We are seeing an increasing number of company sales where the sale proceeds are insufficient to pay out the full preference stack, such that the ordinary shareholders, often including management, would receive nothing or very little from the sale.

It is not uncommon in this scenario for all parties to want ordinary shareholders to receive something. This may be partly so that everyone cooperates on the deal, but also possibly, in the case of management, in order to ensure that their shares deliver some value so that they are not disincentivised going forwards.

The issue is that if this is dealt with at the time of completion (possibly through share transfers, amendments to preference amounts or allocating consideration other than in accordance with the Articles), there will almost certainly be a PAYE/NIC charge on any additional value which management benefits from (in whichever way this is delivered). In that case, it becomes a question of working out a way of delivering that value in the most efficient way (recognising that there will be a PAYE/NIC cost). For example:-

  • if the management have some, but not enough, value from the ordinary shares, any bonus paid to them would dilute their own value (and so reduce their actual sale proceeds further), so it might be better for the other shareholders to transfer shares to management;
  • transferring shares might also deliver a better corporation tax outcome in that a corporation tax deduction is more likely to be available than for a bonus;
  • we would also want to make sure we produced the best CGT outcome for any other shareholders involved in transferring shares.

There might be some cases where it is at least possible to argue that there is no PAYE/NIC charge, for example, if all ordinary shareholders benefit from any increase in value and there is a high proportion of non-employee ordinary shareholders and clearly no employment motive (so this would not work where the whole point is to get value to management but may work if there are other reasons e.g. compensating EIS investors who are selling in the 3 years EIS period). This will very much depend on the facts and any argument put forward may not be accepted by a buyer (which would have the liability to account for any PAYE/NICs as the new owner of the employer company).
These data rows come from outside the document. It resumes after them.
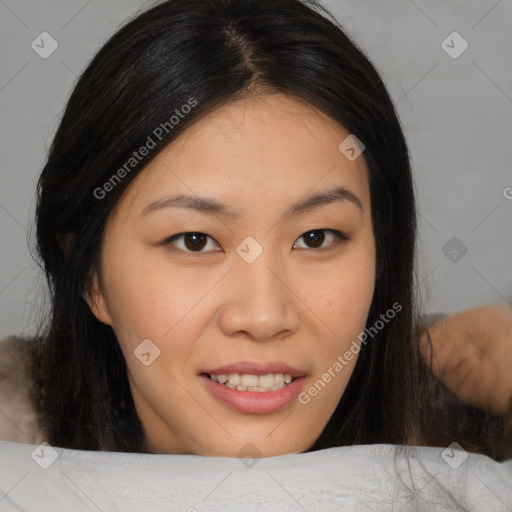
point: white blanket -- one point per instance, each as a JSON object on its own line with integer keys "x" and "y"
{"x": 355, "y": 478}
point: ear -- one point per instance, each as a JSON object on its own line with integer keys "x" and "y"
{"x": 96, "y": 300}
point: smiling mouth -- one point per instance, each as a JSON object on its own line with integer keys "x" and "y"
{"x": 249, "y": 382}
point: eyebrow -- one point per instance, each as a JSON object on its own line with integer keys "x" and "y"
{"x": 214, "y": 208}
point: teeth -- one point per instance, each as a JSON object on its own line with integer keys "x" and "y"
{"x": 247, "y": 382}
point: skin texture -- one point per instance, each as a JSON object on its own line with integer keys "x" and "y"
{"x": 295, "y": 304}
{"x": 471, "y": 352}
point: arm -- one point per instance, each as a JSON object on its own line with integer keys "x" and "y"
{"x": 467, "y": 389}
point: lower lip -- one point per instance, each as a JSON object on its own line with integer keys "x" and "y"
{"x": 256, "y": 402}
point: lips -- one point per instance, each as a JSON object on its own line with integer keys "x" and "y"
{"x": 255, "y": 401}
{"x": 255, "y": 368}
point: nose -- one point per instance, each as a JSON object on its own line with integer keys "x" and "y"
{"x": 259, "y": 302}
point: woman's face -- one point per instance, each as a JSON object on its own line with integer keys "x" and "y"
{"x": 261, "y": 284}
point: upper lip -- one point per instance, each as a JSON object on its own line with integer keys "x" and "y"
{"x": 256, "y": 368}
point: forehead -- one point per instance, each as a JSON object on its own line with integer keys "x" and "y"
{"x": 253, "y": 153}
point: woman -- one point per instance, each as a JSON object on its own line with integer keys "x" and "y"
{"x": 258, "y": 136}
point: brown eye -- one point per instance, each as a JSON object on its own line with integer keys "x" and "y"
{"x": 193, "y": 242}
{"x": 315, "y": 239}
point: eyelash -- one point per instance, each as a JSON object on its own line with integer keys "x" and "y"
{"x": 340, "y": 237}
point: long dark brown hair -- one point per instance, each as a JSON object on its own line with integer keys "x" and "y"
{"x": 214, "y": 51}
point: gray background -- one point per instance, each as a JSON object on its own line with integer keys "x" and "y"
{"x": 456, "y": 114}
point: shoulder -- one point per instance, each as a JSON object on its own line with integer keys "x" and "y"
{"x": 18, "y": 418}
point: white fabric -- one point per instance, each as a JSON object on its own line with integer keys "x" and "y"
{"x": 355, "y": 478}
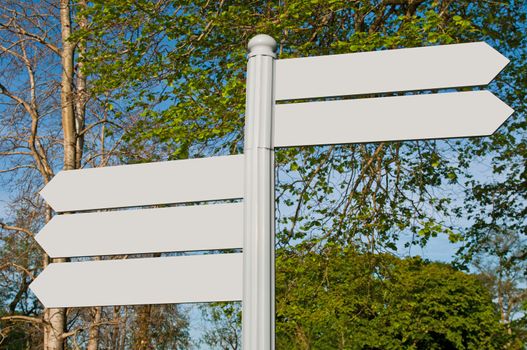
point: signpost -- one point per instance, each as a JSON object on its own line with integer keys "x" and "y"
{"x": 250, "y": 177}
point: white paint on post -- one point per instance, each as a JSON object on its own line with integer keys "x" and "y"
{"x": 181, "y": 279}
{"x": 430, "y": 116}
{"x": 188, "y": 228}
{"x": 178, "y": 181}
{"x": 423, "y": 68}
{"x": 258, "y": 249}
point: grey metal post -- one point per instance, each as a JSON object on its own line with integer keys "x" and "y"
{"x": 258, "y": 248}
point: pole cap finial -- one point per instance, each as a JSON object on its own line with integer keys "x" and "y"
{"x": 262, "y": 44}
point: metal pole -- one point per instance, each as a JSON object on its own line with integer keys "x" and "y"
{"x": 258, "y": 258}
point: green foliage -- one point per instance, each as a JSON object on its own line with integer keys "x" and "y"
{"x": 181, "y": 67}
{"x": 341, "y": 299}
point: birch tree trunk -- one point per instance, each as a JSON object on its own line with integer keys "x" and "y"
{"x": 57, "y": 317}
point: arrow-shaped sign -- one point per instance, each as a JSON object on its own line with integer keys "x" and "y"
{"x": 180, "y": 279}
{"x": 178, "y": 181}
{"x": 203, "y": 227}
{"x": 431, "y": 116}
{"x": 423, "y": 68}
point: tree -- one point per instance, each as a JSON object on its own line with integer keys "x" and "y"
{"x": 338, "y": 298}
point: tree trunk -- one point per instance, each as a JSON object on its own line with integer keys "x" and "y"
{"x": 93, "y": 341}
{"x": 57, "y": 317}
{"x": 142, "y": 329}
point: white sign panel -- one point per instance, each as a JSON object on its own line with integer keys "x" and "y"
{"x": 178, "y": 181}
{"x": 181, "y": 279}
{"x": 423, "y": 68}
{"x": 430, "y": 116}
{"x": 188, "y": 228}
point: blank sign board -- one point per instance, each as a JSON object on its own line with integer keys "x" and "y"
{"x": 197, "y": 227}
{"x": 423, "y": 68}
{"x": 178, "y": 181}
{"x": 181, "y": 279}
{"x": 431, "y": 116}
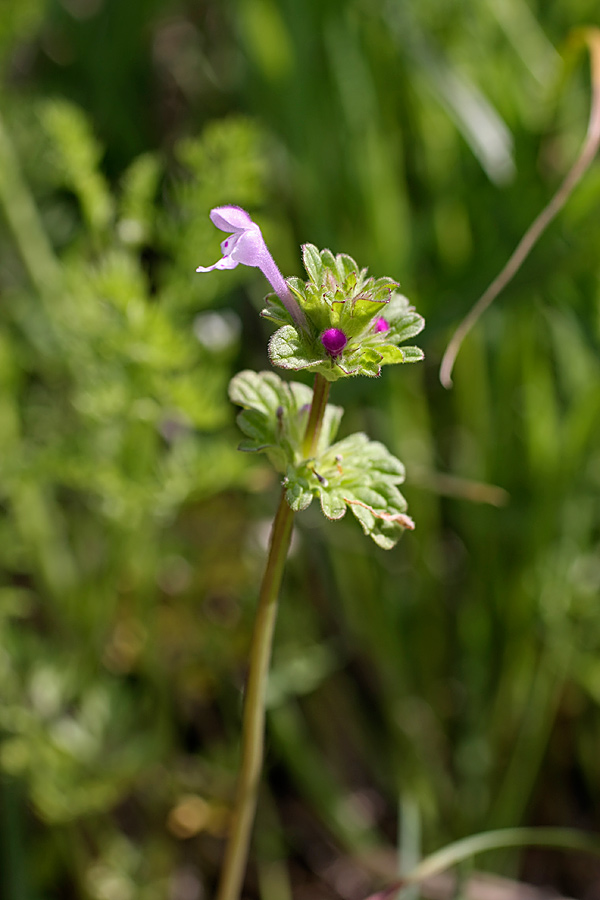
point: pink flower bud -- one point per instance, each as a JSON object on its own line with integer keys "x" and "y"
{"x": 334, "y": 340}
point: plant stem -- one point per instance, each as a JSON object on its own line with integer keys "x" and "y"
{"x": 253, "y": 726}
{"x": 254, "y": 707}
{"x": 315, "y": 418}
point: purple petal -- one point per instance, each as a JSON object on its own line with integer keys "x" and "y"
{"x": 230, "y": 218}
{"x": 248, "y": 247}
{"x": 227, "y": 262}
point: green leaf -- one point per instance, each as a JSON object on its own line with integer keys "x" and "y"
{"x": 274, "y": 417}
{"x": 312, "y": 263}
{"x": 358, "y": 474}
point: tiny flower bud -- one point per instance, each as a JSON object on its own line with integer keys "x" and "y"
{"x": 382, "y": 324}
{"x": 334, "y": 340}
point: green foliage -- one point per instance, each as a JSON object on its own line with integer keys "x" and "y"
{"x": 339, "y": 295}
{"x": 354, "y": 473}
{"x": 462, "y": 668}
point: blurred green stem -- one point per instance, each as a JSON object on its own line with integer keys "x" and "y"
{"x": 253, "y": 726}
{"x": 24, "y": 221}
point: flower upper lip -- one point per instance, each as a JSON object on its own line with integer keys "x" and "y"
{"x": 244, "y": 245}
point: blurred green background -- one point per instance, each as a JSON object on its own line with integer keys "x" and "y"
{"x": 449, "y": 686}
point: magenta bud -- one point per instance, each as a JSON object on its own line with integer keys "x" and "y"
{"x": 334, "y": 340}
{"x": 382, "y": 324}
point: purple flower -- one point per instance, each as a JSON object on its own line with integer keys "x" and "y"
{"x": 382, "y": 324}
{"x": 246, "y": 245}
{"x": 334, "y": 340}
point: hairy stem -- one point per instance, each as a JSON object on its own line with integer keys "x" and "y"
{"x": 253, "y": 727}
{"x": 254, "y": 707}
{"x": 315, "y": 418}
The key message to take from this is that this is something that should be looked at well in advance of a sale when it might be possible to do something tax efficiently (i.e. get more value into capital gains treatment such that it is taxed at rates of up to 24% versus income tax and employee NICs of up to 47% plus employer NICs of 15%). This would possibly involve EMI options (if sufficiently in advance of a sale) and/or growth shares. The closer you get to a sale the harder it will be to do anything tax efficiently and leaving it until a sale will likely make it a case of just doing the best we can, as set out above.